The property market in Hong Kong

Concerted measures to cool the real estate market are now taking effect.

8 April 2014, Words by Yolande Barnes


Extremely high capital values make Hong Kong by far the most expensive of the 12 world cities in which to rent any type 
of accommodation or to buy a residential property.

But recent concerted efforts by the government to cool the local property markets appear to be beginning to take effect. The ‘3D’ policy, a triple-whammy of Double Stamp Duty, Buyer’s Stamp Duty and Special Stamp Duty, is suppressing housing transaction volumes and forcing vendors to cut asking prices if they have to sell (many don’t and are simply staying put). Luxury transaction volumes in the five main prime districts on Hong Kong island hit their lowest levels since 2000 and the Savills World City Ultra Prime Hong Kong Index recorded falls of 3.4% in the last half of 2013.

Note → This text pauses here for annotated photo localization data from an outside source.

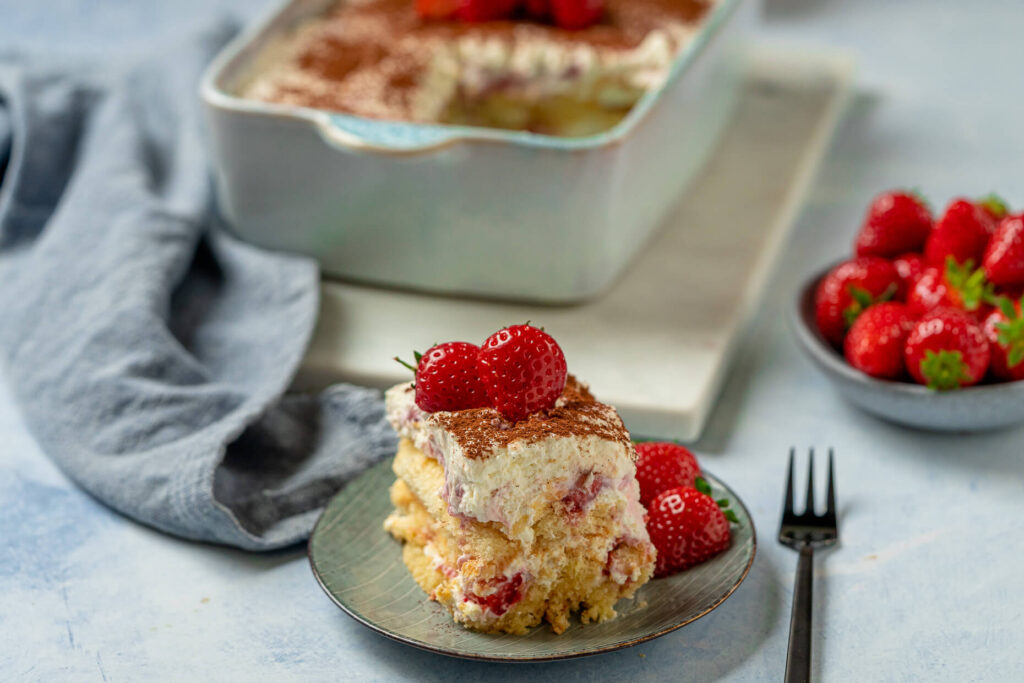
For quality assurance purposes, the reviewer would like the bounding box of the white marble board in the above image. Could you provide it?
[298,48,854,440]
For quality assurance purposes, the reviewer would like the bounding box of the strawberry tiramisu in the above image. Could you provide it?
[241,0,717,136]
[383,325,656,634]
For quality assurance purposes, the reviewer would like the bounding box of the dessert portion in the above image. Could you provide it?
[815,189,1024,388]
[241,0,717,137]
[383,325,656,634]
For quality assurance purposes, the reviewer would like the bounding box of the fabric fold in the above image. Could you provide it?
[0,21,396,550]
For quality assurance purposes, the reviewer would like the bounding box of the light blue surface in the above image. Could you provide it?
[3,0,1024,680]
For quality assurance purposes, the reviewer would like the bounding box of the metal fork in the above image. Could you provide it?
[779,448,838,683]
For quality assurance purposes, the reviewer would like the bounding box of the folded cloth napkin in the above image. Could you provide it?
[0,22,397,550]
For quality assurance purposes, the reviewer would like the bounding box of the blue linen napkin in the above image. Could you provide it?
[0,22,397,550]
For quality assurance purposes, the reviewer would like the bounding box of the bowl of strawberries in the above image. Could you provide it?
[791,189,1024,431]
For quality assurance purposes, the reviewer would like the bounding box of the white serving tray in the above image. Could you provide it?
[297,47,854,441]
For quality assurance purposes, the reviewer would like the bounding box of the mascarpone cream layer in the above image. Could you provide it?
[384,381,649,547]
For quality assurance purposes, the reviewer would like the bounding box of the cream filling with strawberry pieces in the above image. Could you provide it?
[242,7,706,125]
[445,25,697,111]
[384,382,648,548]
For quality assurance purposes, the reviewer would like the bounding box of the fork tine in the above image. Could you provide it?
[826,448,836,516]
[784,447,795,517]
[805,448,816,516]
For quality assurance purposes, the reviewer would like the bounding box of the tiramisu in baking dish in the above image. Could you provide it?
[242,0,718,136]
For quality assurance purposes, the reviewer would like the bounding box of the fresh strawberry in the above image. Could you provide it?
[892,253,926,291]
[982,297,1024,381]
[843,302,917,380]
[904,308,990,390]
[415,0,460,19]
[646,480,736,577]
[524,0,550,19]
[477,324,568,422]
[907,258,994,319]
[976,193,1010,223]
[396,342,491,413]
[854,191,933,258]
[634,442,701,507]
[455,0,521,21]
[550,0,604,29]
[924,198,1000,267]
[814,257,902,347]
[983,214,1024,287]
[906,267,948,317]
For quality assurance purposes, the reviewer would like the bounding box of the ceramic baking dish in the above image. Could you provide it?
[201,0,752,303]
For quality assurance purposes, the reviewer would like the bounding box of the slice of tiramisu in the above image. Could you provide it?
[382,326,655,634]
[241,0,717,136]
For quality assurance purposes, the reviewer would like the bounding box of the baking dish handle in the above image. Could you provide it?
[317,113,466,154]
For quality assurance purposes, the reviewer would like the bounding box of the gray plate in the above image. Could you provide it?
[308,459,757,662]
[790,263,1024,432]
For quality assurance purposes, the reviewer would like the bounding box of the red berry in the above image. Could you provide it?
[550,0,604,29]
[892,253,926,291]
[982,297,1024,381]
[814,257,902,347]
[524,0,550,19]
[907,259,993,319]
[976,193,1010,223]
[634,442,701,507]
[904,309,990,389]
[476,324,568,422]
[455,0,520,21]
[413,342,491,413]
[647,486,731,577]
[464,573,524,616]
[854,191,933,258]
[415,0,460,19]
[844,302,917,380]
[983,214,1024,287]
[906,267,948,317]
[924,198,999,267]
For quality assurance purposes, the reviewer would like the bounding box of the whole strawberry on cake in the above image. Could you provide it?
[383,324,657,634]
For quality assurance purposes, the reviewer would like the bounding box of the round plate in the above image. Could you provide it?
[308,459,757,662]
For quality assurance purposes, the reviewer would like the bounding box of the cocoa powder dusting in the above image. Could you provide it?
[247,0,713,118]
[429,375,633,460]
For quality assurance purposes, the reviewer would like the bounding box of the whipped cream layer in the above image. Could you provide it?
[241,0,716,127]
[384,377,649,547]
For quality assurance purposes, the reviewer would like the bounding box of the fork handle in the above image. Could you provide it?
[785,545,814,683]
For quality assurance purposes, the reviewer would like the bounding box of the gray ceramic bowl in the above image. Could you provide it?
[790,264,1024,432]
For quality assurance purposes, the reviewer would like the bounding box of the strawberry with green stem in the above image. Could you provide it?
[983,296,1024,381]
[977,193,1010,223]
[395,341,491,412]
[843,302,917,380]
[814,257,902,347]
[904,308,990,390]
[907,257,995,320]
[646,478,738,577]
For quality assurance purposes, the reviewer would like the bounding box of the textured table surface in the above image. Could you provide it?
[4,0,1024,681]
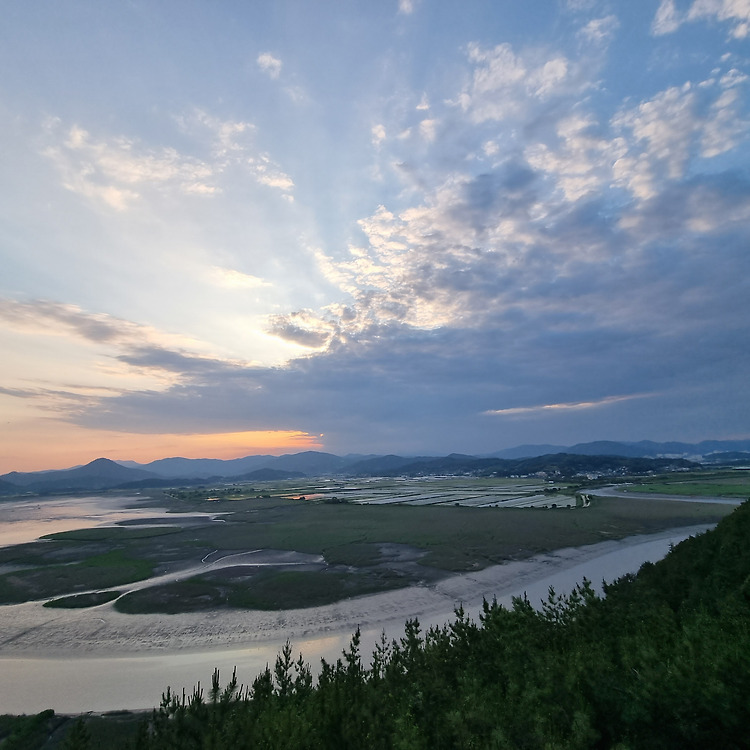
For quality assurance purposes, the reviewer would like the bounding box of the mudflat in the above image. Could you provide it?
[0,479,738,660]
[0,525,713,659]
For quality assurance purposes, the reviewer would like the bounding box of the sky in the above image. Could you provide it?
[1,0,749,473]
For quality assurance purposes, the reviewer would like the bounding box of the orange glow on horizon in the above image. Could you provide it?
[0,422,324,474]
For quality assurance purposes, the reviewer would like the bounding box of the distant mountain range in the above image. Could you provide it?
[1,439,749,495]
[0,458,156,493]
[116,451,365,478]
[488,439,750,460]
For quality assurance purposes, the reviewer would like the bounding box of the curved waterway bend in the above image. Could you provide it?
[0,524,713,715]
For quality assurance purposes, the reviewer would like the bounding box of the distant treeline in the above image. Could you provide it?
[349,452,696,478]
[10,500,748,748]
[0,453,700,495]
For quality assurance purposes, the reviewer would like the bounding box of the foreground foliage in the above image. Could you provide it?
[5,502,750,748]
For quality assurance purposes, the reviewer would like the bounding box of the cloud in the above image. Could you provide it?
[60,293,750,451]
[652,0,682,35]
[0,385,90,403]
[42,124,216,209]
[250,155,295,193]
[115,345,238,376]
[578,15,620,45]
[0,384,113,416]
[210,32,749,451]
[209,267,271,289]
[372,123,387,147]
[419,118,438,142]
[267,310,336,349]
[688,0,750,38]
[183,110,295,197]
[43,112,295,210]
[653,0,750,38]
[282,85,309,104]
[0,297,265,422]
[483,394,652,417]
[7,13,750,456]
[398,0,416,15]
[612,77,748,199]
[15,152,749,451]
[617,171,750,239]
[458,43,581,123]
[0,298,142,344]
[526,114,627,201]
[186,111,257,163]
[257,52,283,79]
[0,299,223,370]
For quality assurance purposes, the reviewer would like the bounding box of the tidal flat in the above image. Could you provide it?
[0,526,720,714]
[0,477,736,614]
[0,478,730,615]
[0,474,742,712]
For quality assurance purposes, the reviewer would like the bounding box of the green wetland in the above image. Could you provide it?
[0,472,741,614]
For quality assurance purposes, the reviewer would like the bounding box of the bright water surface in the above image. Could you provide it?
[0,494,174,547]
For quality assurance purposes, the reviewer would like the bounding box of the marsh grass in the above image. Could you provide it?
[321,542,387,567]
[114,580,226,614]
[0,550,152,604]
[44,590,122,608]
[225,568,407,609]
[114,566,408,613]
[43,527,183,542]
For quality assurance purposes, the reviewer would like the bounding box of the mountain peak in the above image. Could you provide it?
[86,457,119,467]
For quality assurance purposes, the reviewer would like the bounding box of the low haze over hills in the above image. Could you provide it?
[2,440,750,494]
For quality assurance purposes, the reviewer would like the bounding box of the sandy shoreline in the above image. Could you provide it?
[0,525,712,660]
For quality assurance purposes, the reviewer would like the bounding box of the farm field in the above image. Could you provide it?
[304,476,571,508]
[173,475,576,508]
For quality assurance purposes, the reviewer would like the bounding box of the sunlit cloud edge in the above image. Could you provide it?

Rents have also suffered. The weakening financial sector, caused by regional economic jitters, has contributed to a downward trend. Rents fell by 1.1% in H2 2013 and in the prime rental markets by 4.3%. Banks have been cutting housing budgets for expatriate employees, while stamp duties for sellers have encouraged more investors to let out their stock.

This growing supply has forced landlords to accept lower rents.

The mainstream market, by contrast, has managed to hold up comparatively well. Interest rates remain low and demand from first-time buyers is strong.

Savills expects prime Hong Kong residential values to fall by between 5% and 10% by the end of 2014. With further price falls on the horizon, many purchasers are adopting a wait and see approach, further suppressing sales volumes.